This is a good opportunity to compare the new universal semantic layer with the old “semantic layer of the modern data stack”: LookML.
A semantic what?
A semantic layer is a single place to define common business concepts of data (such as what is a customer or how to count revenue).
Shared definitions can be re-used by different users in an organization, like a monthly KPI report, a data exploration done in Tableau, or a data science analysis.

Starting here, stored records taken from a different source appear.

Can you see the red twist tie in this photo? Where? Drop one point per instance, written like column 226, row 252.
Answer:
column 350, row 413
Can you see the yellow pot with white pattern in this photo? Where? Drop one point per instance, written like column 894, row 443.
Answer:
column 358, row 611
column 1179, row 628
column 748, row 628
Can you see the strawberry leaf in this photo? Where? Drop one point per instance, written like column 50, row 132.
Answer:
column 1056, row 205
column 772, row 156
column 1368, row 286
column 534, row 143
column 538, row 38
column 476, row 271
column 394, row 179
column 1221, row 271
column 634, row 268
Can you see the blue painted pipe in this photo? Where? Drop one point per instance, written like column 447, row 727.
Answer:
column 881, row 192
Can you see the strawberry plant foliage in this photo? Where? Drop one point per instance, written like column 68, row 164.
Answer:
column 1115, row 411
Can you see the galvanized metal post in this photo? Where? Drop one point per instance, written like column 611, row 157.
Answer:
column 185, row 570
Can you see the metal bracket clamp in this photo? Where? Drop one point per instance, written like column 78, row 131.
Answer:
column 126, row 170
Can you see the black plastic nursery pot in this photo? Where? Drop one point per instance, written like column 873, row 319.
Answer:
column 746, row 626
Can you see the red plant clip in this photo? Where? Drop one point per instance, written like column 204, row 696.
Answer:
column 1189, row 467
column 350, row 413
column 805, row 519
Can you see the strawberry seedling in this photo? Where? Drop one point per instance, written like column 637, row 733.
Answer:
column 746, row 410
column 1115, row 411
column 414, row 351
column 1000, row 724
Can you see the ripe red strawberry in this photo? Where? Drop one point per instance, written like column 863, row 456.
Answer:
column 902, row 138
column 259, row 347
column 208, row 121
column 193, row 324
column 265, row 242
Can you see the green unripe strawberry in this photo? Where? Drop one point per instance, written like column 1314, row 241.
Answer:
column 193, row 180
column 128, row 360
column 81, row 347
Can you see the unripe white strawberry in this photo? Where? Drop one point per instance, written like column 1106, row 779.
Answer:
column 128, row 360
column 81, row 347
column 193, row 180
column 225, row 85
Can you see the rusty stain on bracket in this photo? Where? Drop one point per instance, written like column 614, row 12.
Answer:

If you have a semantic layer, more data users get safer, easier, and more consistent access to data, as many have said over the last few years (yours truly included).
This comparison covers different aspects:
- The developer view: how easy is it to build
- The analytics team view: how flexible it is
- The engineer view: performance and maintenance
- The CFO view: cost
The basics: who are they
Looker (acquired by Google in 2020) started as a BI tool bundled with a semantic layer called LookML.
However, recently Google moved LookML towards being a universal semantic layer: it has native integrations with Google Sheets, Tableau and PowerBI. The Looker Modeler provides integration with 3rd parties like ThoughtSpot.
Today, both dbt and LookML are a universal semantic layer: Users can use a BI tool like Tableau or a a data science notebook like Jupyter. Every tool will use the same semantics.
In addition, Looker can deliver semantics as a table in the database (not limited to BigQuery).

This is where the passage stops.